Regulatory T cells can suppress the Th2 response, and the balance between these 2 cell types is central to development of tolerance. It is not known whether a primary immune-deficiency/imbalance might be the prime cause of AD. Single nucleotide polymorphisms (SNPs) in, for example, ST2 (a member of the interleukin 1 family), IL-13, IL-12, have been reported to be associated with AD, and a huge work in developing a taxonomy for AD subtypes based on serum levels of cytokines has been undertaken (85). A recent work was able to distinguish at least 3 different subtypes of AD, based on analysis of 147 different soluble factors, yet this does not, in itself, show that the immune response is the prime cause of the disease (86). Rather, it indicates that patients with AD have different propensity to react to exogenous stimuli and that, even within the group of patients with AD, this differs slightly and gives rise to different subtypes. The result of this may be the development of personalized medicine for patients with AD (87).

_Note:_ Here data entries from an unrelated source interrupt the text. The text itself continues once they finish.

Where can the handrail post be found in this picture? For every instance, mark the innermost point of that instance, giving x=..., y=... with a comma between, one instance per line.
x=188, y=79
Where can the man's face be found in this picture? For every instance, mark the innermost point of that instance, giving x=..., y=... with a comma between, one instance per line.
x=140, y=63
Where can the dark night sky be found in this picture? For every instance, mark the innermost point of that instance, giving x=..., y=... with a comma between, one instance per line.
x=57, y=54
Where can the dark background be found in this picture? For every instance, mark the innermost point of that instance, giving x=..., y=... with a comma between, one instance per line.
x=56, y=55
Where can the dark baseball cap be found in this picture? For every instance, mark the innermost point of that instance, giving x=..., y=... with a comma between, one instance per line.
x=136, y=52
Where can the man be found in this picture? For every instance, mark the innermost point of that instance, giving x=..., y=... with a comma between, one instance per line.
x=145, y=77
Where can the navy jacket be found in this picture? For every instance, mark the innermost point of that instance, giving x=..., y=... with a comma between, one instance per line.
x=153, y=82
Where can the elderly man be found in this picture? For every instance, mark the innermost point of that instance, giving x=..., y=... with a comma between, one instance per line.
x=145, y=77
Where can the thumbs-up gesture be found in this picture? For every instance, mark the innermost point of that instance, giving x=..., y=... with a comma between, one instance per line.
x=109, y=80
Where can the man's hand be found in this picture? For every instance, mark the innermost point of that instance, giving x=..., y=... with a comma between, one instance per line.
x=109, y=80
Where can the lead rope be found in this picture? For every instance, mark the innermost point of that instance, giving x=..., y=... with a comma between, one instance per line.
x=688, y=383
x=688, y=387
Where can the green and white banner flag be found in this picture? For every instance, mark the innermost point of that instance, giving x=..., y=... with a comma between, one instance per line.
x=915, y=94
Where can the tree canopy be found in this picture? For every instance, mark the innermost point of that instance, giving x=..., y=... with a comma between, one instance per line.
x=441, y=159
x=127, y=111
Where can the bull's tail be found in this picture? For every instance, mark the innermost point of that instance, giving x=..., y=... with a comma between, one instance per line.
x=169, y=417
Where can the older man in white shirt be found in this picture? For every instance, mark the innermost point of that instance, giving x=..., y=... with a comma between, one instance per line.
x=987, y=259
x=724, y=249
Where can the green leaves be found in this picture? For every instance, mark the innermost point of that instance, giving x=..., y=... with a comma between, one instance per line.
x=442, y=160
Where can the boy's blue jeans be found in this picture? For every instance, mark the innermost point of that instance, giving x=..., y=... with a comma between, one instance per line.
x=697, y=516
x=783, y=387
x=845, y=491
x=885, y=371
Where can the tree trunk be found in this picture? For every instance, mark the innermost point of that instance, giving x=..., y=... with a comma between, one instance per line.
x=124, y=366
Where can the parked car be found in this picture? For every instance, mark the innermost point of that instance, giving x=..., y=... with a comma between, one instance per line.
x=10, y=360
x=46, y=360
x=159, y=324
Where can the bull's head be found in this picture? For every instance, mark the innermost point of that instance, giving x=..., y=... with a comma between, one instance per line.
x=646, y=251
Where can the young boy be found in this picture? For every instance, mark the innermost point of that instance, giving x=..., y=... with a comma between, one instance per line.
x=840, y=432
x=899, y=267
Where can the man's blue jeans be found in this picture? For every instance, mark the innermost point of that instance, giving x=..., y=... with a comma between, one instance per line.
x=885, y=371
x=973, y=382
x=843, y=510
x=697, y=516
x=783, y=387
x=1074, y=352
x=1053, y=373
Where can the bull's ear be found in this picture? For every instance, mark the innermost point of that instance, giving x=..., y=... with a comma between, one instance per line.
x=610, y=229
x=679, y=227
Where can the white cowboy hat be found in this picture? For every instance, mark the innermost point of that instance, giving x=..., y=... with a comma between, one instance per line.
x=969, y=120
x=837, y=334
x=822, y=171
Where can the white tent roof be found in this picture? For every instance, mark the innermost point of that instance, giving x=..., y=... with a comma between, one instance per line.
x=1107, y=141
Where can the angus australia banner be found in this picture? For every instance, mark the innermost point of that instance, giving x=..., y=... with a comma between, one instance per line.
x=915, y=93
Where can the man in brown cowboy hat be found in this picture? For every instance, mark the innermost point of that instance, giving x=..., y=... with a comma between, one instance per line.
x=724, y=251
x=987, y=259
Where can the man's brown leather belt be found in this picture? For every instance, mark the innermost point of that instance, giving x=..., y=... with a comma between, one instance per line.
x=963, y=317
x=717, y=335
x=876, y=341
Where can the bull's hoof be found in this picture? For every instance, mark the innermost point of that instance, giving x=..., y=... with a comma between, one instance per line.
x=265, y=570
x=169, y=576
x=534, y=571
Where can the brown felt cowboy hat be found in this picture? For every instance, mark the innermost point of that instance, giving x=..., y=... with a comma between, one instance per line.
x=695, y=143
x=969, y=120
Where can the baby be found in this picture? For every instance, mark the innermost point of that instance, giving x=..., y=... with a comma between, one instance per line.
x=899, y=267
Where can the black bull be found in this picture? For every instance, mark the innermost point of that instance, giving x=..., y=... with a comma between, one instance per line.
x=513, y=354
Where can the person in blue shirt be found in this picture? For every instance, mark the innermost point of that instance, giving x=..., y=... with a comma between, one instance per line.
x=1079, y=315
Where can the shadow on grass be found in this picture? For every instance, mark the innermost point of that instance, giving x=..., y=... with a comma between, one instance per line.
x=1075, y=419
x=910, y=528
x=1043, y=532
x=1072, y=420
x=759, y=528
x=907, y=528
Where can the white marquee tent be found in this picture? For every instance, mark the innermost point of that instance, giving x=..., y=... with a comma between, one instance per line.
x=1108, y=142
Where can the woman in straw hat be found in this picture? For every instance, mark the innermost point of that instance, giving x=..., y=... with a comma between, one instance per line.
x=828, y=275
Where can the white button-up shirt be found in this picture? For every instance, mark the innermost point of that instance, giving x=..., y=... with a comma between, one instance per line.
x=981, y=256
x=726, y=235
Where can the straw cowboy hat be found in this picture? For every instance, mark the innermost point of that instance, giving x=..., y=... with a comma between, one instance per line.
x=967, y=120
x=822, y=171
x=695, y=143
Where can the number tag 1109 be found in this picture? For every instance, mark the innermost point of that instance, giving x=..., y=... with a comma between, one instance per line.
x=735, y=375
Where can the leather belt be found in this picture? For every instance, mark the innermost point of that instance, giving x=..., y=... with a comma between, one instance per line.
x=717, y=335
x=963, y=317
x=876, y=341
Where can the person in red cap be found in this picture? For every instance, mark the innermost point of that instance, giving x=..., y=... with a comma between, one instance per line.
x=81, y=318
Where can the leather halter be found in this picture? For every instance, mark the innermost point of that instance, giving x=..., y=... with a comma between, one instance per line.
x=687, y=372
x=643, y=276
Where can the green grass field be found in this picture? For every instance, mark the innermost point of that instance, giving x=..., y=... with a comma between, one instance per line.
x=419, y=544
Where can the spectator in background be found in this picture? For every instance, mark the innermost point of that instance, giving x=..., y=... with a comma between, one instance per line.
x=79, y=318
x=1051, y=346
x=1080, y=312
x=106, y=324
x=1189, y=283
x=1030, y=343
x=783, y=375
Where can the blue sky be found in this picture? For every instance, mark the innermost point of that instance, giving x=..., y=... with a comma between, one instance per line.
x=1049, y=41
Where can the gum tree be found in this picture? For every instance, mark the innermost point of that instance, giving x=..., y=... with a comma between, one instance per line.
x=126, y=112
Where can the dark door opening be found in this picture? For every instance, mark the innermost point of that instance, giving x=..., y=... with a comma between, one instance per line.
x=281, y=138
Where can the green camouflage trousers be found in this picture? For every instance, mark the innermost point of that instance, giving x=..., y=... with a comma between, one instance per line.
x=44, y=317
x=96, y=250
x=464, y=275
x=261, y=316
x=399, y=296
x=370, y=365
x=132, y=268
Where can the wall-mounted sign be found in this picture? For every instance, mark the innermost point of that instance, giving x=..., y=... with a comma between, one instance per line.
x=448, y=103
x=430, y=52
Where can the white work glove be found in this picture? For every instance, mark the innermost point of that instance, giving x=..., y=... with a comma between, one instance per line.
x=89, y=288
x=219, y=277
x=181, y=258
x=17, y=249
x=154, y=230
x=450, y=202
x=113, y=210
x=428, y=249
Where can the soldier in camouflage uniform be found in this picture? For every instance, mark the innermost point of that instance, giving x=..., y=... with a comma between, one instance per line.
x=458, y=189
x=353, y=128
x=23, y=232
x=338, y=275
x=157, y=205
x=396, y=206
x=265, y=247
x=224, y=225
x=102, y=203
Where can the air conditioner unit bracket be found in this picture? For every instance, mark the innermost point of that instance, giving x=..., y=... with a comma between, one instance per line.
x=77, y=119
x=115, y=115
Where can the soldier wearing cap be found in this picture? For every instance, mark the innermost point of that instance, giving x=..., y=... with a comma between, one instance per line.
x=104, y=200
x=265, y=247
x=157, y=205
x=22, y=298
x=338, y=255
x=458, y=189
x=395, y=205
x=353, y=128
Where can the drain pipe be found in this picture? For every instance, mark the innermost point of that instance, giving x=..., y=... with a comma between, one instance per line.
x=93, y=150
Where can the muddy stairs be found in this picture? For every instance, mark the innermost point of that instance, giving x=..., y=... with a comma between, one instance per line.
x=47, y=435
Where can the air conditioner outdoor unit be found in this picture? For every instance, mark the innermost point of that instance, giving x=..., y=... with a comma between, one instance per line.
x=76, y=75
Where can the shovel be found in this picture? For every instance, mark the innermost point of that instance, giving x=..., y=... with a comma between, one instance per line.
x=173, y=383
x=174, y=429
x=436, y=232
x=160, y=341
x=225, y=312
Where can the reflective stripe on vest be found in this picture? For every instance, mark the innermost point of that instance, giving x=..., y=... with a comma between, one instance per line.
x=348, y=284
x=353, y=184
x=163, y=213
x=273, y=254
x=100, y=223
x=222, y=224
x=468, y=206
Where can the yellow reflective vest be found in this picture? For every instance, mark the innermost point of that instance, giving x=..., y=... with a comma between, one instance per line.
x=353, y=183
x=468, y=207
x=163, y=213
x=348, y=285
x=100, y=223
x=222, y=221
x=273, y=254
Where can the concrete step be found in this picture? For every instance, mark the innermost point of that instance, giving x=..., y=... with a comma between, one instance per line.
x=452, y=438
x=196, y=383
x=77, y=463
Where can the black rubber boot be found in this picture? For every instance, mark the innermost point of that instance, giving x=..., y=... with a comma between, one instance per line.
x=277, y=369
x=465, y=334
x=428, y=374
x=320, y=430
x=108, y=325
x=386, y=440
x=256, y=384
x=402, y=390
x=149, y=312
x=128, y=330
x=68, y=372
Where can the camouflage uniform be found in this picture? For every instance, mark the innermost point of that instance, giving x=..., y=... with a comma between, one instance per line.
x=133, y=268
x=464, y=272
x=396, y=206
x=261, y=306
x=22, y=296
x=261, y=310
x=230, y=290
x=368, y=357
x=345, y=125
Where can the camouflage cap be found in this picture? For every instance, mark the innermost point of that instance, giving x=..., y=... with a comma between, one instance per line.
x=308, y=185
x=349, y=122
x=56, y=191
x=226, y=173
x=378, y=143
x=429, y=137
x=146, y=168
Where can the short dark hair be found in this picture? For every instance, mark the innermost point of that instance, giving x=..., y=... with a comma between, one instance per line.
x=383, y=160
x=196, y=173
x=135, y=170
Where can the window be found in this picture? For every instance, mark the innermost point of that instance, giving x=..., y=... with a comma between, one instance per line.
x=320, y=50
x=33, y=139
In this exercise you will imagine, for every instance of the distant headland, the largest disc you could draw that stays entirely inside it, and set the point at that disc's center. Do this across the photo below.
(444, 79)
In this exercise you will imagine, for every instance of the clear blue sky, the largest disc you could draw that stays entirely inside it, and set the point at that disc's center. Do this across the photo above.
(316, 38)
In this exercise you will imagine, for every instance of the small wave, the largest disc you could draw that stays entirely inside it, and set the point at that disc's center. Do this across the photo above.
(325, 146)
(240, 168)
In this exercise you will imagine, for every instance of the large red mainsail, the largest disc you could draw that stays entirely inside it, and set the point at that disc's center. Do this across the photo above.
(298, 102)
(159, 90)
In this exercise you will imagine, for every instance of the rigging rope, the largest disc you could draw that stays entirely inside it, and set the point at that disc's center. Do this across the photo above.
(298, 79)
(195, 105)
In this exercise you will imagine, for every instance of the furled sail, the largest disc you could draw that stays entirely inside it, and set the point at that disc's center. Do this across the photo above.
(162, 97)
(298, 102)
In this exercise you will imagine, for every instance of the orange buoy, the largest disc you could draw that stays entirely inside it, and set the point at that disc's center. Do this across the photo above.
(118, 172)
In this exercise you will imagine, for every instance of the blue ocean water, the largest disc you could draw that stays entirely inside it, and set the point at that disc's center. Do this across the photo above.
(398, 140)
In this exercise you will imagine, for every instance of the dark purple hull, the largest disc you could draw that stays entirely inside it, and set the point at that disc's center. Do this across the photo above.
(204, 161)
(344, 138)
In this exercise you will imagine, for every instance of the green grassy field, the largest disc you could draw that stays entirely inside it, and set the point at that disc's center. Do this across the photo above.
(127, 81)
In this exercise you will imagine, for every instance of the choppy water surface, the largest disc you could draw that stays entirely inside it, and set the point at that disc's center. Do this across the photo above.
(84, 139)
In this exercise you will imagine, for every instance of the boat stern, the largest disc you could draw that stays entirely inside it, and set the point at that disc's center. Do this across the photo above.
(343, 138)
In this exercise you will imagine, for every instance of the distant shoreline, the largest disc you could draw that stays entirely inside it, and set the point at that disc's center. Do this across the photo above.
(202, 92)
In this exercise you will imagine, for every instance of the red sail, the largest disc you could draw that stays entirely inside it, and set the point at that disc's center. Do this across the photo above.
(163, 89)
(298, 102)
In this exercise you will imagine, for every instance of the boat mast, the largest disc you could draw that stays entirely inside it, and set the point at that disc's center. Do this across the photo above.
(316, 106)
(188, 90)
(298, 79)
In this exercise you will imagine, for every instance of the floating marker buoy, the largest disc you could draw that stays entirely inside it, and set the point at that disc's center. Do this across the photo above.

Adult patients with AD have significantly elevated levels of circulating cytokines and chemokines (87). While it is intriguing to consider that the systemic inflammation in AD can negatively affect the function of other organs, such as the central nervous system and vascular system, there is currently no convincing evidence to support this. Nonetheless, AD has been associated with anxiety, depression, autism and attention deficit disorders, and it is possible that cytokines may cause a leaky blood–brain barrier and become absorbed into the cerebrospinal compartments and negatively affect cognitive development, by affecting the glia cells and neurogenesis. Decreased sleep quality due to itch is, however, also a major risk factor for ADD and depressive symptoms. The link between asthma and AD is not fully understood, but the shared type 2 immunity and effect of dupilumab on severity of both AD and asthma support that systemic inflammation could play an important role. While some patients with AD experience worsening of their AD during or after asthma attacks, it is unclear whether this is explained by psychological stress or by cytokines reaching the skin.

This review highlights some important disease mechanisms of AD. While understanding of AD has improved in recent years, many basic aspects are still not understood. For example, why do AD lesions outside the flexural areas tend to clear once flexural eczema is controlled? Why is AD a flexural disease? What triggers an AD flare? What explains the resolution of AD in the majority of children? What is the role of foods as triggers for AD? Why do AD children have fewer naevi than controls? These are just some of many unanswered questions. In conclusion, more research is needed into this complex skin disease.